I blurted out to the driver: "Don't move the bus! There's someone lying under your front wheel!"

He gave me the tired, bored, worn-out look N Y C bus drivers had for the all-too-frequent nut-cases they had to deal with. He sighed, got up and took a look outside.

He hurried back on board, grabbed the hand brake to make sure it was solidly set and shouted at me: "There's someone under the bus!"

"I know," I said.

Gaston Studio said...

Riding on buses is like communing with nature; shows you what's really out there.

Deborah said...

Years ago I was in NY with my two daughters and we were floundering around on NY's (excellent) transit system trying desperately to not look like rubes although our lack of black attire was screaming "MIDWEST MIDWEST"!
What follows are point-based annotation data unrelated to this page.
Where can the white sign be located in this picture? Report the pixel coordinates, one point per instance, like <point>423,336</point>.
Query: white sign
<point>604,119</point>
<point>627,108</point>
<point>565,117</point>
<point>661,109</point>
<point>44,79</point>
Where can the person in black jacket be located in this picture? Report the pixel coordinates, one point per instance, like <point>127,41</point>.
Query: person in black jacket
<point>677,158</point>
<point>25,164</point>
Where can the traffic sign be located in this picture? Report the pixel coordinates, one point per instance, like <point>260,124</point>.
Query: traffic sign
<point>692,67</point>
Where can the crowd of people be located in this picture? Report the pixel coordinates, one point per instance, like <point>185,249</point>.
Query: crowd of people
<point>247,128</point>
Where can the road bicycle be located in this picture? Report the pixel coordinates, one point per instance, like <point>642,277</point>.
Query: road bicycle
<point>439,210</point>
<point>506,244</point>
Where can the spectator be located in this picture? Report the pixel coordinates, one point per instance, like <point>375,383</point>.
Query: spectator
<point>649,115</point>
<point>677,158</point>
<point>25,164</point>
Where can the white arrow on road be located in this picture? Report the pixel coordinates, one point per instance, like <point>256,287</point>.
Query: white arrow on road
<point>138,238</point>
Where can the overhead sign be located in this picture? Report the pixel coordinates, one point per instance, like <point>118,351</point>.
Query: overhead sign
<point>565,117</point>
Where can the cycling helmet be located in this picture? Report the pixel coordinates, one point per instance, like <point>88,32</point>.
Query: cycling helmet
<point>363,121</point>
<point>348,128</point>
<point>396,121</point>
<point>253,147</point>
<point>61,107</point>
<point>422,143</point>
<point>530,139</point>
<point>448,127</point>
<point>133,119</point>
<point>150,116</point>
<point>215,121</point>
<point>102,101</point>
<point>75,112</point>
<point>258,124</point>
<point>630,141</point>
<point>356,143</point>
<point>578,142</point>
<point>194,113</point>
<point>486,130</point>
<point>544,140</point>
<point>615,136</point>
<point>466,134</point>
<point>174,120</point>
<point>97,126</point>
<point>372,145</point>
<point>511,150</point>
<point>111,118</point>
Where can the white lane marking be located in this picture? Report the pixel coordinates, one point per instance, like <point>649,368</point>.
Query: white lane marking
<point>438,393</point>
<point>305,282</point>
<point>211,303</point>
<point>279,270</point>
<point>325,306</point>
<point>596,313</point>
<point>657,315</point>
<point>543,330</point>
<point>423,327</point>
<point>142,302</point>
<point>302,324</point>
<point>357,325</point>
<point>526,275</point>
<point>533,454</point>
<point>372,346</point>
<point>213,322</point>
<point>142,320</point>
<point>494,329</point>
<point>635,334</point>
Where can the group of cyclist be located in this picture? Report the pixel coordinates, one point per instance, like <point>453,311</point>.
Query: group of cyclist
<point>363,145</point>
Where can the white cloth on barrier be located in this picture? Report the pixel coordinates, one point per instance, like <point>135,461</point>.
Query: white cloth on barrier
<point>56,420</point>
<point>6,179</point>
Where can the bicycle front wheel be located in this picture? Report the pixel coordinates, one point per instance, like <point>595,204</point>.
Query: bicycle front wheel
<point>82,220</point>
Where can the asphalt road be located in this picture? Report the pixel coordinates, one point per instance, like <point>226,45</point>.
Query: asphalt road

We were riding the bus back from the Statue of Liberty when two women boarded the bus and didn't have exact change. The bus driver immediately started berating them in his best Bronx accent to "move out of the way and get your money straight."

One of the women pulled herself up straight, looked him in his angry eyes, and stated, "Hey! We're not from around here! Stop being so mean"!

The bus driver became awesome! He apologized repeatedly, stating he forgets himself and doesn't realize how harsh he can be.

We sat there smiling and then laughing and then the entire bus was smiling and laughing.

The rest of the trip was strangers trading stories and listening to the driver's stories. A really brilliant memory for me.

I've ridden the city bus in your city millions of times and your descriptions nearly make me smell the wet wool. Love it.

Pearl - I know you btw! How the heck are you? - as if I can't see from your blog. Awesome blog. Miss you!

Knucklehead said...

I've always thought there are certain things everyone should do from time to time, just to experience a cross-section of the human race. Riding the bus. Shopping at Walmart. Doing time in prison.

Sometimes I can be pretty damn stupid.